A estrutura e a conjuntura
O jogo, 90 minutos, uma substituição que não corre bem. Isto é, uma situação conjuntural. Um projecto, vários anos, uma filosofia de construção para o edifício global do futebol português. Isto é, uma situação estrutural. É este ponto que, neste momento, importa reter ao avaliar Queiroz. A diferença entre o que é conjuntural (erros e acertos) e o que é estrutural (ideias e valores). Analisar o seleccionador nacional (o seu futuro) nunca poderá ser, numa perspectiva global, ditado por uma mera visão conjuntural. Seja ele qual for. Por isso, pode parecer estranho à primeira vista alguém criticar as opções técnicas de Queiroz e, ao mesmo tempo, defender que ele deve continuar a ser o seleccionador nacional nas próximos dois anos (atempo que resta de duração do contracto). Falo aqui numa perspectiva de continuidade de uma política de continuidade de renovação de todo o nosso futebol, desde as bases da formação, passando por todas as suas selecções jovens até à principal, na qual urge criar novas referências de jogadores de qualidade capazes de manter a nível alto o nossa qualidade de jogo. Tudo isto é estrutural e, para isso, Queiroz tem um plano (mais ninguém o fez até agora) na federação com esse pensamento global do futuro do futebol português.
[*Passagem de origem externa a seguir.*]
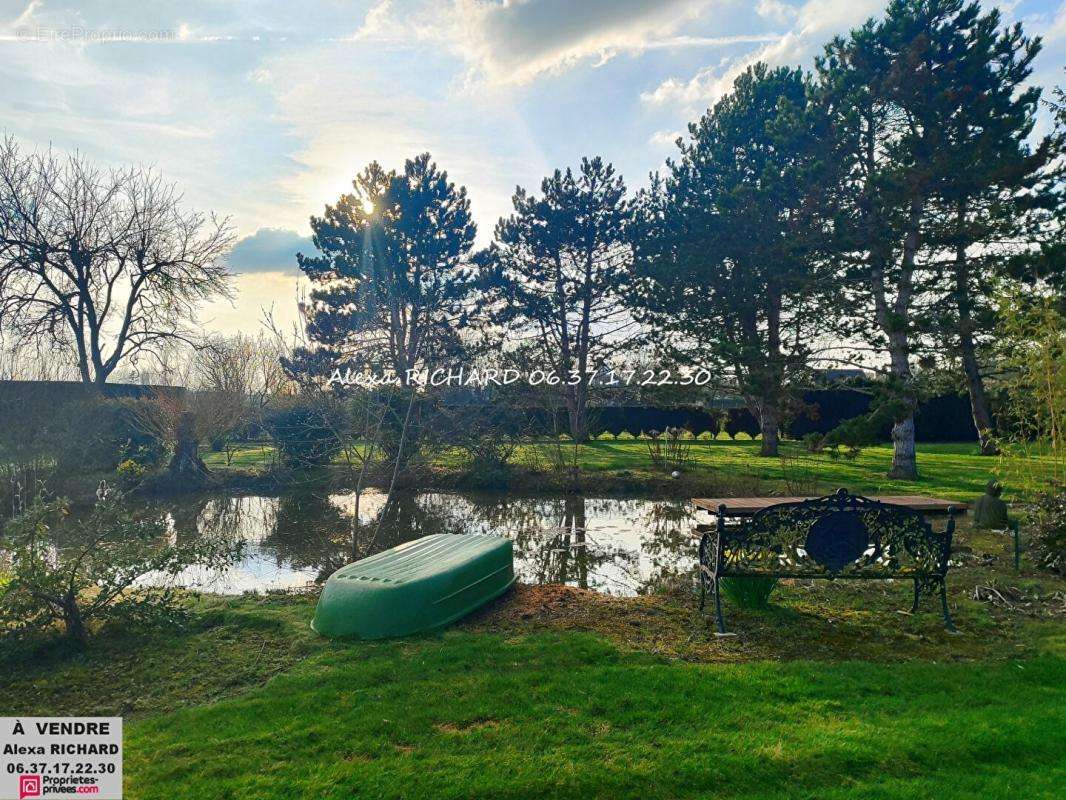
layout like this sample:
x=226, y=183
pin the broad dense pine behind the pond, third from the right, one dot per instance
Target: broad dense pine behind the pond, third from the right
x=733, y=243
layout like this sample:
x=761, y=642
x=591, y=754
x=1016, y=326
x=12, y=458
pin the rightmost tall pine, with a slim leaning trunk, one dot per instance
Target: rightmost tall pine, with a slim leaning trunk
x=992, y=187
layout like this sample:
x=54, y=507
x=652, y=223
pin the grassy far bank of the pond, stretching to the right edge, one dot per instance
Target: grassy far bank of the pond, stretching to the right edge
x=720, y=468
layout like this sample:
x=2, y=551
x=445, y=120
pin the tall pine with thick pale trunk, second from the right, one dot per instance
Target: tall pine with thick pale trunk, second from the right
x=890, y=86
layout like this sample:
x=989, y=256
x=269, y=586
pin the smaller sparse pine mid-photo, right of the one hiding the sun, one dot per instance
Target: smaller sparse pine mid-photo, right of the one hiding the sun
x=558, y=277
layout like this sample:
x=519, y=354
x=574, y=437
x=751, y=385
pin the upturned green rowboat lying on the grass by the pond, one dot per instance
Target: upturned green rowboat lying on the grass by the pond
x=414, y=587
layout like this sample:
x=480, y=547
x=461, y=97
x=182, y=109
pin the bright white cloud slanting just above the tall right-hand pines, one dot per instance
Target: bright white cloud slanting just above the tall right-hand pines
x=816, y=23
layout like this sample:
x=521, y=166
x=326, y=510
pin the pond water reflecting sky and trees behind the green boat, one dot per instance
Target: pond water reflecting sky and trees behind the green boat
x=610, y=546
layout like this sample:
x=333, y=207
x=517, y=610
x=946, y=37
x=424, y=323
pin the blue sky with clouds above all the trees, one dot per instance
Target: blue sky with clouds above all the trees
x=264, y=111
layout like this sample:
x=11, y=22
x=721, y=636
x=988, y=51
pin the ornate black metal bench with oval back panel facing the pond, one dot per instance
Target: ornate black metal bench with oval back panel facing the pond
x=839, y=536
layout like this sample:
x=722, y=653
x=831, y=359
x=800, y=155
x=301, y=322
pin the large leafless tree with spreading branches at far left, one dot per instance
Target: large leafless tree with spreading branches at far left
x=104, y=264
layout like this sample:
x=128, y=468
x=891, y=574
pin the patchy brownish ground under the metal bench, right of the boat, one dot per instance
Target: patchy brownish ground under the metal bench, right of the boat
x=806, y=620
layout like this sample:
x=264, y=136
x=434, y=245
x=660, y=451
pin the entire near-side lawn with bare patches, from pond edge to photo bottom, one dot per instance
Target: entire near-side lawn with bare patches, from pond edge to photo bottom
x=555, y=692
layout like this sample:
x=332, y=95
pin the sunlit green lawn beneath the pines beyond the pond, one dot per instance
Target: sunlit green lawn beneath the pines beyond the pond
x=735, y=468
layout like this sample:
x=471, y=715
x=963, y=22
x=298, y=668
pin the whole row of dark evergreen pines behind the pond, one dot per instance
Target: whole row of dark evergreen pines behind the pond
x=883, y=201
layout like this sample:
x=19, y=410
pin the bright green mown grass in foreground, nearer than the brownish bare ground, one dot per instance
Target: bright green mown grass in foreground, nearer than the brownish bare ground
x=568, y=715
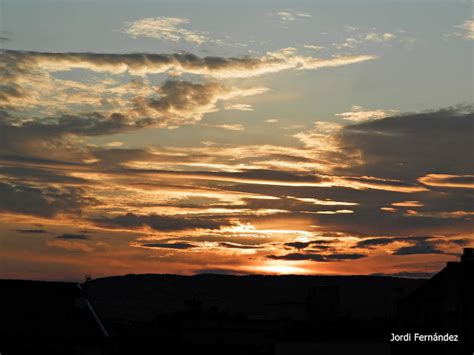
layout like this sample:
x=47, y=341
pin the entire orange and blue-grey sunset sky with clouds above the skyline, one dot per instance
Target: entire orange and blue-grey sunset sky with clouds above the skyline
x=272, y=137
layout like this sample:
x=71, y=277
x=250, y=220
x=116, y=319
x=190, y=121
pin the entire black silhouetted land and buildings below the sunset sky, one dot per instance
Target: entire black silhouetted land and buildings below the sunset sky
x=221, y=314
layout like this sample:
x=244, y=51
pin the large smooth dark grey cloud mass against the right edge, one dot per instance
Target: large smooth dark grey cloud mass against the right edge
x=410, y=146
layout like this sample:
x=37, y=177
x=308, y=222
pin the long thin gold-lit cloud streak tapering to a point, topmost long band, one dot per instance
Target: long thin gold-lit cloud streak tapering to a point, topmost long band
x=20, y=62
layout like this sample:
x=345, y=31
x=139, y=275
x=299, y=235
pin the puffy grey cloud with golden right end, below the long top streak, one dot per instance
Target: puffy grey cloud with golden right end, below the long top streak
x=180, y=102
Não consigo entender como essa ideia tão abrangente (estrutural) pode ser condicionada por uma decisão de uma substituição mal feita (conjuntural). Dirão que tudo aquilo é mais trabalho para um director-técnico do que para um treinador de campo. Até pode ser. Mas essa é outra discussão.
O “plano de jogo” e o “jogo real”
Queiroz é um treinador que dá muita importância ao estudo do adversário antes do jogo. Com essa base, monta a estratégia para o combater e ganhar. Monta o chamado “plano de jogo”. Tudo normal até aqui. Só que depois, vem o jogo real. Na relva, jogadores a correr, bola a saltar. E, muitas vezes, os dois factores (o jogo imaginado no plano e o real desenvolvido na relva) não são bem a mesma coisa. Nessa altura é decisivo que o treinador nunca deixe que o plano de jogo previamente pensado seja ultrapassado pelo jogo real. Isto é, tem de ter agilidade táctica no banco para ver (e decidir) que é necessário…outro plano. Penso, por isso, que a frase técnica mais infeliz de Queiroz surge quando, no final, disse que “a estratégia passava por cansar os espanhóis e depois lançar um jogador mais rápido e criativo”. Explicou assim a tão criticada substituição de Hugo Almeida por Danny. No plano de jogo prévio, a ideia até podia fazer sentido, no jogo real que se estava a disputar naquele momento (então tacticamente estabilizado e com Portugal ma crescer em posse ofensiva) era imperioso perceber que o plano de jogo prévio já não tinha aplicação. Queiroz, porém, manteve-o e, com isso, fugiu do…jogo real. E perdeu, naturalmente.
Com a Espanha, a partir dai, a controlar a bola, espaços, remate. O jogo, enfim. Ainda faltava muito para jogar, mas poucos de nós (tirando o campo da emoção) acreditavam ser possível dar a volta. Não era, Nessa altura já andávamos em campo com o plano (mapa) de jogo, que já começara pela troca de Pedro Mendes por Pepe (em vez de jogar, pressionar) totalmente equivocado.